I was just going to say if it is vintage O gauge Bassett Lowke, you might consider resoldering to original condition with soft solder. The 4% will work. If you go with regular solder use 50/50 solid wire with acid flux. Match the flux and solder per manufacture's instructions. The parts are already "tinned" so resoldering should not be too difficult.

As an editorial comment this water based flux they sell now is absolutely worthless. For 50/50 use the nasty, smoky, brown acid paste.


----------



## thumper (Jan 31, 2009)

*THANK YOU, THANK YOU, THANK YOU!*

First, let me provide a few facts to let you know why I'm where I am in this project.

I purchased the loco from a U.K. seller on Ebay who thought he was doing me a favor by crudely stripping the paint. In the process, scratched the sheet metal, so I'm going to refinish it completely. 

Before doing anything, I tried to test it on air [+/- 25 lbs.]. Not only did the loco not run, the front of the boiler blew off revealing the fact that the original joint was only about 80% complete. How it ran in the first place, I don't know other than to say the back of the boiler front was packed with crud. Some of this same crud has plugged the steam lines so that has to be cleaned out too.

As for soldering, I was not thinking of disassembling the entire loco and then reassembling it with silver solder, only reattaching the boiler front with silver solder. From the above, I think I will not go the silver solder route, but I will use a high quality solder with a proper flux.

As for the project, can anyone tell me where I might find a replacement whistle and valve?

Thanks again for the many good suggestions.

Kind regards to all.

Will


----------



## xo18thfa (Jan 2, 2008)

It sounds like a good plan to me. Using the flux matched to the solder is a big deal now-a-days. And getting everything clean as possible.

If the fix does not work out, the old boiler can be the pattern for a new one. But hopefully the original will get back to new condition. 

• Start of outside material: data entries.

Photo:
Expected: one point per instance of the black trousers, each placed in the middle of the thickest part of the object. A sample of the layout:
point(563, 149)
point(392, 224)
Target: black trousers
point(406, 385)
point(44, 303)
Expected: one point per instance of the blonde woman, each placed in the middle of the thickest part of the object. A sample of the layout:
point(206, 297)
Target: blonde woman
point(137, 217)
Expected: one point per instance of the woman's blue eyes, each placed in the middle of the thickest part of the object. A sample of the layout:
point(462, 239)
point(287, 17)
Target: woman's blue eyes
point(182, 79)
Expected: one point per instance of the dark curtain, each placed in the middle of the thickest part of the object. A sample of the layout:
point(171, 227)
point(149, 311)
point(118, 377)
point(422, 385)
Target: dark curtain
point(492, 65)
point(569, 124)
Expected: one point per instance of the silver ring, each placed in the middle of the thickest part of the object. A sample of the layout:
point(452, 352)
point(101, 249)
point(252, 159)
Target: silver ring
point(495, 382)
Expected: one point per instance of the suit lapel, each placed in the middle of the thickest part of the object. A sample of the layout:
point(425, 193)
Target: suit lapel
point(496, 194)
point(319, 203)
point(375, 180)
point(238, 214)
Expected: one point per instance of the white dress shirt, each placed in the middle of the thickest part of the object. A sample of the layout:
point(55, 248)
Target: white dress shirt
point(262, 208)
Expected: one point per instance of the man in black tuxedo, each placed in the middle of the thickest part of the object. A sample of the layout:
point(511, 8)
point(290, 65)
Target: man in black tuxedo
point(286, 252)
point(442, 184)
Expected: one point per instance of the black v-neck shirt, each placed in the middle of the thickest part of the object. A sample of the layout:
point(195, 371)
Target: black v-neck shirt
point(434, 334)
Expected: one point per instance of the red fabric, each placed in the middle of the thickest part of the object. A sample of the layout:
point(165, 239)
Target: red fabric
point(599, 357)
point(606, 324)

The engine would not turn at 25 PSI?? Wonder if the piston packing and/or other gland packings are "gooped" In the old days packings were with asbestos graphite yard. Graphite yard can deteriorate, get "icky" or break down over time. Maybe it needs an overall tear down, overhaul and clean up. Can't get asbestos anymore, but regular graphite yard works. Plumbing shops have it.


----------



## Phippsburg Eric (Jan 10, 2008)

I would bet that the front of the boiler was only the weakest link, probably other joints are deteriorated as well. I would say that you should at least clean what you have down to bare metal and resolder all the joints...not an easy task I am sure...again maybe starting from new with silver solder? It might be easier to replace steam lines than trying to un-plug them? 

soft solder can deteriorate by chemical corrosion especially if water is left in the boiler. Silver solder is more corrosion resistant as well as being much stronger and having a higher melting temperature.


----------